Description: Circa 1850
Constructed in thuyawood, with ebony stringing, and tulipwood cross banding; of kidney form, rising from a plinth base, having cupboard doors, each enclosing four interior drawers; three shaped drawers in the frieze, and with a tooled leather writing surface, and three shelves to the obverse.The Chubb fitted locks are stamped with the consecutive numbers 196333-7, dating to February 1849 and are marked 57 St Patent / 57 St. Paul's Churchyard / London / Makers to Her Majesty.
Location of Origin: England
Medium/Materials: thuyawood, ebony stringing, tulipwood cross banding
Dimensions: H: 29 in / 74 cm; W: 51 in / 129 cm; D: 25 in / 64 cm
Primary Classification: Decorative Arts and Furniture : Furniture : Tables
Expertise: A variant of a popular Gillows design, recorded several times in the Gillows Archives, held in the City of Westminster Archives, London, and may be seen in Susan Stuart’s Gillows disquisition, volume 1, page 339
The founder of the Gillows dynasty, Robert (1704-1772) rose from humble beginnings as a provincial joiner, and evolved into a consummate businessman following a pursuit of excellence throughout his life.
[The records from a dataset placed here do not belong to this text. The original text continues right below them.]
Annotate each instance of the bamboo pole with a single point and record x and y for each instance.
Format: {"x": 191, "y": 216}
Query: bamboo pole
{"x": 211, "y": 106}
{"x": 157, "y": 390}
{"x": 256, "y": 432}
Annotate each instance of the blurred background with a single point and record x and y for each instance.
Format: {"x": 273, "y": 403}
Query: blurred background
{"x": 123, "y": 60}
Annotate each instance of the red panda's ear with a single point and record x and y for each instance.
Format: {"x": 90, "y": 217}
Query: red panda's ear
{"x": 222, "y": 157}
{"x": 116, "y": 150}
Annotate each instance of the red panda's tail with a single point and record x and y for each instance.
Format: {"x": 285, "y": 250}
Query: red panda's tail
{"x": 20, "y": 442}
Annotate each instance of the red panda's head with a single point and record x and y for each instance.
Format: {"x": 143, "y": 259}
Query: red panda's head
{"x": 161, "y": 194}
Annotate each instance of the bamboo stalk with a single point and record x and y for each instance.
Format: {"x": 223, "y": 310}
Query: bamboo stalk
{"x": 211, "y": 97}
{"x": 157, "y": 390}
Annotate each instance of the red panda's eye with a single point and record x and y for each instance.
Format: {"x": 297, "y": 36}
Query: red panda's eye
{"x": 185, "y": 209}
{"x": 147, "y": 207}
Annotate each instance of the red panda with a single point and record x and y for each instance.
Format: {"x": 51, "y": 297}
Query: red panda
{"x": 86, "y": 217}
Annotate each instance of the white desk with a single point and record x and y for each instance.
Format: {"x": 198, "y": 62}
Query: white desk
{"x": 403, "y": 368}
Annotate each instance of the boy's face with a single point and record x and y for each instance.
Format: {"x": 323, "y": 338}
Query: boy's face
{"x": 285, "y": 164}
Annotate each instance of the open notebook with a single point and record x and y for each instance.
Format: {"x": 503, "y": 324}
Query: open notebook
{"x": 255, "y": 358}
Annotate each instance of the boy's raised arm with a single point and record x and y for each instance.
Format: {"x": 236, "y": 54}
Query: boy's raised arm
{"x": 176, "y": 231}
Founding his business in 1730, he expanded his furniture making activities to include the direct import of quality West Indian timbers, especially the finest mahogany. His talents as both a cabinetmaker as well as innovative designer brought him early success, and, bringing his two sons, Richard & Robert, into the business, he expanded his Lancaster showroom to include another in London’s Oxford Street. The clientele now included the Government, the aristocracy and the burgeoning middle classes. His furniture had gained its reputation for excellence of workmanship and materials employed, and coupled with his insistence on being at the cutting edge of design kept the company to the fore throughout its one hundred and seventy year history from 1730 until its amalgamation with Messrs S.J. Waring in 1900. Throughout this period it was the largest manufactory of furniture in England. The fortuitous survival of the Gillows records in their Estimate Sketch Books show over 20,000 designs and are preserved in the City of Westminster Library. Furniture made by Gillows is to be found in Royal collections and museums throughout the world. A scholarly two volume exegesis of the firm, ‘Gillows of Lancaster & London’ by Susan E. Stuart was published by the Antique Collectors Club in 2008.